Artists are self-centered assholes. Bertrand de Langeron not only acknowledges this notion, he wraps himself in it, along with a slice of irony that’s sharper than a guillotine on Bastille Day. The Parisian native and art director for Ed Banger Records dubs himself So Me. “It’s a total ego trip,” he laughs. “It’s funny. Imagine a painter does a very big painting, finishes it and then looks at it like, ‘That’s so me.’ It’s an artist being…pretentious, so proud of his work.”

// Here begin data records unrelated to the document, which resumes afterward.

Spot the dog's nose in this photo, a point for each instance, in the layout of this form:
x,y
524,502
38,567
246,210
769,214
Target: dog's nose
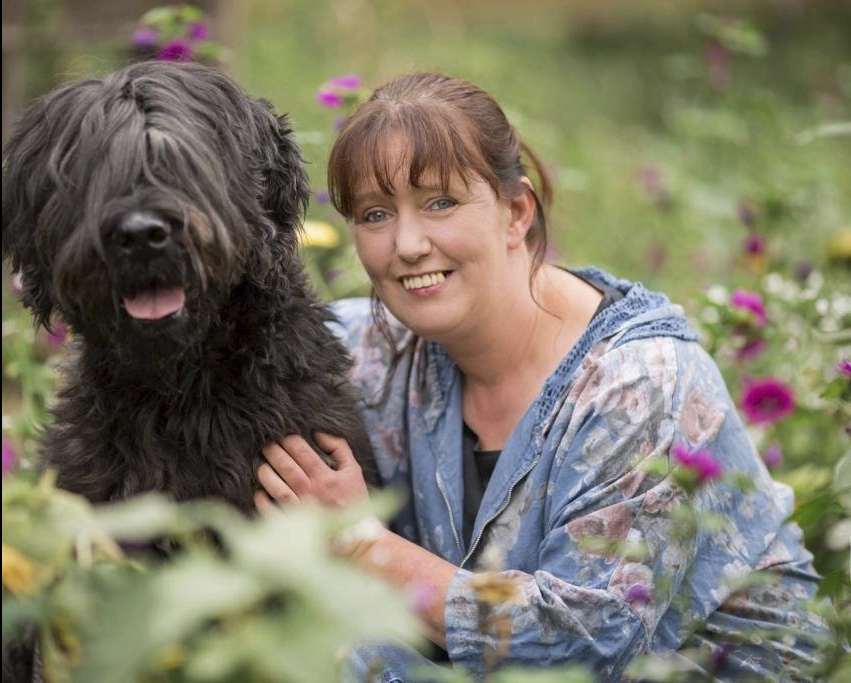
x,y
141,229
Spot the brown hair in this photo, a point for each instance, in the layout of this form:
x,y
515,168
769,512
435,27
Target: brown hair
x,y
449,125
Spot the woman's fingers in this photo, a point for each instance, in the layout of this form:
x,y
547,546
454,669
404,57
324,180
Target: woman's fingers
x,y
302,453
338,448
278,487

So Me, however, couldn’t be further from this archetype. The 27-year-old is reluctant to divulge the name of the private art college he attended in Paris (“I wasn’t a good student or anything…It’s not important”), remains relentlessly respectful to designers of yore (“I love this guy named Herb Lubalin”) and keeps from bragging about the graffiti crews he used to run with as a kid. A child raised on a buffet of European comics, So Me began his path towards Ed Banger during a serendipitous meeting with Pedro “Busy P” Winter at a party, where So Me was asked to design the website for Busy P’s management company. The next day, So Me showed him a rejected magazine illustration of a building with transparent walls revealing the occupants inside, which Busy P enjoyed. So Me ended up creating a whole city of structures in that style for the site. “The website gave life to his company,” So Me says of Busy P’s original objective. “And actually, gave life to me as a designer.” On the strength of that work, So Me found regular freelance jobs as a magazine illustrator for European publications such as Colette, Dazed, Sleazenation, and created a Nike campaign for France.

Despite all the new gigs, So Me stayed with Busy P, who eventually crowned him art director for his burgeoning French music label, Ed Banger Records. As art director, So Me has his hand in all the visual aspects of the company, from drawing every single record cover so far to t-shirt designs to press photos and videos, as well as some intangible elements. “I’m responsible for the graphics, but when we choose to do this or that with an artist, it’s also in terms of marketing,” he says. “And that is long before any image is being created…Everything’s intimate because we’re small and we can still do that.”

Thanks to So Me, the label, home to such artists as rapper Uffie and dance leviathans Justice and DJ Mehdi, strives to be as much a visual movement as it does an aural one. While So Me will churn out non-Ed Banger work on the side and perhaps throw a few international art shows, his immediate plans find him alternating between the drawing board and computer, working on the French label’s image. “I get the music for free just like everybody else,” So Me admits, in correlation to the public’s switch to digital downlaods. “Sometimes when I feel like an artist is real and makes the effort on the covers, I will go to the shop and buy the record. I think people are going to buy two or three records a year, maybe…We just try to be one you want to buy.”